Mean tissue viability (%of negative control)	Prediction
≤50	Irritant
>50≤60	no prediction*
>60	non-irritant

*At presentnoprediction isperformedif the mean relative tissue viability with a test

materialis> 50 ≤ 60%as the cut off valueiscurrently being evaluated toliein this range.

Endpoint conclusion

Endpoint conclusion:

no adverse effect observed (not irritating)

Respiratory irritation

Endpoint conclusion

Endpoint conclusion:

no study available

Additional information

Skin irritation:

The potential of 2-Propylheptyl methacrylate to cause dermal irritation was assessed by a single topical application of 30 μL of the undiluted test substance to a reconstructed three dimensional human epidermis model (EpiDerm™). Three EpiDerm™ tissue samples were incubated with the test substance for 1 hour followed by a 42-hours post-incubation period. The test substance is not able to reduce MTT directly. The mean viability of the test-substance treated tissues determined after an exposure period of 1 hour with about 42 hours post-incubation was 92%. Based on the observed results and applying the evaluation criteria it was concluded, that 2-Propylheptyl methacrylate does not show a skin irritation potential in the EpiDerm™ skin irritation test under the test conditions chosen.

Eye irritation:

The potential of 2-Propylheptyl methacrylate to cause ocular irritation was assessed by a single topical application of 50 μL of the undiluted test substance to a reconstructed three dimensional human cornea model (EpiOcular™). Two EpiOcular™ tissue samples were incubated with the test substance for 30 minutes followed by a 2-hours post-incubation period. The test substance is not able to reduce MTT directly. The mean viability of the test-substance treated tissues was 98%. Based on the observed results and applying the evaluation criteria it was concluded, that 2-Propylheptyl methacrylate does not show an eye irritation potential in the EpiOcular™ eye irritation test under the test conditions chosen.

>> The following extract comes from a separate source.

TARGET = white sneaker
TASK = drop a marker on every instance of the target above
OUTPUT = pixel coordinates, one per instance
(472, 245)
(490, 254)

Justification for selection of skin irritation / corrosion endpoint:
key study

Justification for selection of eye irritation endpoint:
key study

Justification for classification or non-classification

Based on the results of the test data, 2 -Propylheptyl methacrylate is no subject to classification and labelling according to Directive 67/548/EEC (DSD) and Regulation (EC) No 1272/2008 (CLP).

Nevertheless, for the group of substances (monoalkyl or monoaryl or monoalkyaryl esters of methacrylic acid) an entry in Table 3.1 and 3.2 of Annex VI of Regulation (EC) No 1272/2008 exists which has to be adopted for the test substance. Thus, the substance is classified as Xi (irritant), R36/37/38 (irritating to eyes, respiratory system and skin) according to Directive 67/548/EEC (DSD) and as skin irrit. cat. 2 (H315, causes skin irritation), eye irrit. cat. 2 (H319, causes serious eye irritation) and as STOT SE cat. 3 (May cause respiratory irritation) according to Regulation (EC) No 1272/2008 (GHS/CLP).